A l’OMC, le principal candidat actuel à la présidence est l’ancien commissaire européen Pascal Lamy. Il ne s’agit pas d’une mauvaise chose : P. Lamy a pendant 5 ans, en tant que commissaire européen au commerce, su montrer qu’il était capable d’accomplir sa mission et de résister aux influences (et en tant que commissaire français, a subi de nombreuses influences, notamment lorsqu’il se rapprochait des questions agricoles). Il a joué un rôle pédagogique important pour pousser à la réforme de l’intenable politique agricole commune. Il est au passage particulièrement navrant que le gouvernement français lui ai préféré l’insipide Jacques Barrot pour la nouvelle commission européenne : Visiblement, l’indépendance de comportement et d’esprit n’est pas en odeur de sainteté chez nos gouvernants.

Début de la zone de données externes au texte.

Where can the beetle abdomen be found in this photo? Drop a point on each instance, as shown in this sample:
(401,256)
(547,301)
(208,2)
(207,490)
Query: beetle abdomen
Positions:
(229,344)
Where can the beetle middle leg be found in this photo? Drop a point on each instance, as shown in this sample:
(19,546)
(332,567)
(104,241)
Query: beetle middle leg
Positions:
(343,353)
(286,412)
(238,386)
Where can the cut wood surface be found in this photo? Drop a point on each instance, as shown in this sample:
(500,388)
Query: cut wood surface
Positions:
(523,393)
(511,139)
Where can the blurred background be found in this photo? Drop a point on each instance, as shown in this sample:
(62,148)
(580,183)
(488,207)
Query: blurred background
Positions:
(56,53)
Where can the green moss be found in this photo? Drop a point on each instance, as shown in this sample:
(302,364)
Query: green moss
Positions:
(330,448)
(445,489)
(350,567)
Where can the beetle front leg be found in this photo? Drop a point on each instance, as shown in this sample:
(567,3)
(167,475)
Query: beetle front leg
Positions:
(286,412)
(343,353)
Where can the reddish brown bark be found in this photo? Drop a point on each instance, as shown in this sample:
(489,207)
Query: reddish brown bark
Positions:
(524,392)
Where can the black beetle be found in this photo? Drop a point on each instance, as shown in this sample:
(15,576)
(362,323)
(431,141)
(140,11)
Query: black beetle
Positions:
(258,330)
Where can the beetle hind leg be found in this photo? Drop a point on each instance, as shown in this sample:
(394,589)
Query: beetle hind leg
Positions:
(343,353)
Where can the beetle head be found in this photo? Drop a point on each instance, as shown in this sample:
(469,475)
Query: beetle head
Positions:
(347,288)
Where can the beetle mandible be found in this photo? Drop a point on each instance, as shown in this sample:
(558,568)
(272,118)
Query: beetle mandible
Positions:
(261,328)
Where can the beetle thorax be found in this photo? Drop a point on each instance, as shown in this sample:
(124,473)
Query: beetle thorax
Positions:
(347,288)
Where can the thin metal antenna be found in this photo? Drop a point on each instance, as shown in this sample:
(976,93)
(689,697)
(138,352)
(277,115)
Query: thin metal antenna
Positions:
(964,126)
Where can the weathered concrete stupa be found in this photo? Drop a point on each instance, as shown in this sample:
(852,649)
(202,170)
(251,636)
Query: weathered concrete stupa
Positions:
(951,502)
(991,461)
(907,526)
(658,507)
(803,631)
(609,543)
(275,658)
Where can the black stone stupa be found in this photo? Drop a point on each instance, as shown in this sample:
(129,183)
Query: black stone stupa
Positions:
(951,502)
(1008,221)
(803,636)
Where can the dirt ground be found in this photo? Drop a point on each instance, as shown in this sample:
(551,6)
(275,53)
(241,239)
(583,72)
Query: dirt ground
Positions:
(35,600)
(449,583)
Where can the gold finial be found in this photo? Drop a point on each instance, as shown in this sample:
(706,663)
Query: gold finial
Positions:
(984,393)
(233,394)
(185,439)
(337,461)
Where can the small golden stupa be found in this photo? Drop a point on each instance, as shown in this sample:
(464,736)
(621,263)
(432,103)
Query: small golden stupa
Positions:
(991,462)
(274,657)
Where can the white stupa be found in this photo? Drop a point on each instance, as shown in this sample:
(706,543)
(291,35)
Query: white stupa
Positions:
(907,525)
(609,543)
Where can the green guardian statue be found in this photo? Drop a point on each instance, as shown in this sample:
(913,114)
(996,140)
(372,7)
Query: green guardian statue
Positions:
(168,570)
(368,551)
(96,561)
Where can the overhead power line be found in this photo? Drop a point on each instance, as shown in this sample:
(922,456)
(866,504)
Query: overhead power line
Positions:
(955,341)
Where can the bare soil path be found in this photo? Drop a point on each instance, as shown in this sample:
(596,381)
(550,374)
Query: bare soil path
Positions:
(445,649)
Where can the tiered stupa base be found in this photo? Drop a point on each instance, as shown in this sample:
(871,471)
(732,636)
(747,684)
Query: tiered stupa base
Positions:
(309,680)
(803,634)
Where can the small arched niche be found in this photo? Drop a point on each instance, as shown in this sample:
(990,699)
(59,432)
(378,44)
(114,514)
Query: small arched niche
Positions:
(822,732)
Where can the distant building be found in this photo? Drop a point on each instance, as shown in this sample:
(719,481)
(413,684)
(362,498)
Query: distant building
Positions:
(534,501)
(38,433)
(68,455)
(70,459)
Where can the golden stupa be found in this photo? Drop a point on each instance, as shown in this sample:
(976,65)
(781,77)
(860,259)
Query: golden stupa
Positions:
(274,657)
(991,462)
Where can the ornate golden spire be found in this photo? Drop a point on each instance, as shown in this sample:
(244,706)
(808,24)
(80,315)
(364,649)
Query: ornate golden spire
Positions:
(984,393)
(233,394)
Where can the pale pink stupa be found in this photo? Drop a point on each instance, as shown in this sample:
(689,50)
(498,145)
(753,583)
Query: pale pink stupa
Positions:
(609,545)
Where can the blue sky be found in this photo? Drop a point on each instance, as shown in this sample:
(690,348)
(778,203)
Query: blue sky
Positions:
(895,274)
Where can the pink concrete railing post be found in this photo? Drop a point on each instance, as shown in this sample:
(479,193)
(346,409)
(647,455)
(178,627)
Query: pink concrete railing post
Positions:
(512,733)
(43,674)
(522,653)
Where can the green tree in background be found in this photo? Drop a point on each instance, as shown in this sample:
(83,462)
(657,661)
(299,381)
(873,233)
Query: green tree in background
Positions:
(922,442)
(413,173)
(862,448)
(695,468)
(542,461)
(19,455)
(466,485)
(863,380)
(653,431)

A son actif, Pascal Lamy a donc un bilan très honorable comme commissaire européen, son intégrité, et sa connaissance des dossiers liés au commerce international : toutes choses très utiles à un prétendant au titre de président de l’OMC. Cela peut-il suffire?
L’OMC est en effet actuellement en difficulté. Les négociations du programme de Doha pour le développement patinent; l’OMC est l’objet des critiques les plus hystériques des altermondialistes de tout poil; en matière juridique, on assiste à un changement très préoccupant dans les relations commerciales internationales, avec l’affaiblissement progressif des accords multilatéraux (du type de ceux qui font l’objet de négociations à l’OMC) et leur remplacement par des accords bilatéraux, signés le plus souvent entre un “gros” (USA ou Union Européenne) et un “petit” (typiquement, un pays ou un groupe de pays en développement). Cette dernière logique, qui selon le terme de Jagdish Bhagwati transforme le droit commercial international en “bol de spaguetti” est extrêmement dommageable. En effet, la signature d’accords commerciaux multilatéraux à l’OMC permet à tous les pays de se faire entendre : les accords sont nécessairement signés à l’unanimité des pays membres.
Au contraire, un accord bilatéral entre pays d’influence déséquilibrée aboutit souvent à des clauses léonines. Les pays en développement sont ainsi obligés, pour avoir une chance d’accéder aux marchés des pays développés, d’accepter de multiples exceptions (en général, à l’avantage de tel ou tel lobby des pays riches) et d’adopter des législations très dures susceptibles de les pénaliser, notamment en matière de propriété intellectuelle ou d’exceptions accordées. La protection relative accordée aux pays en développement par le mutlilatéralisme s’efface dans des négociations bilatérales, dans lesquelles la capacité d’influence du “grand pays” est bien plus grande.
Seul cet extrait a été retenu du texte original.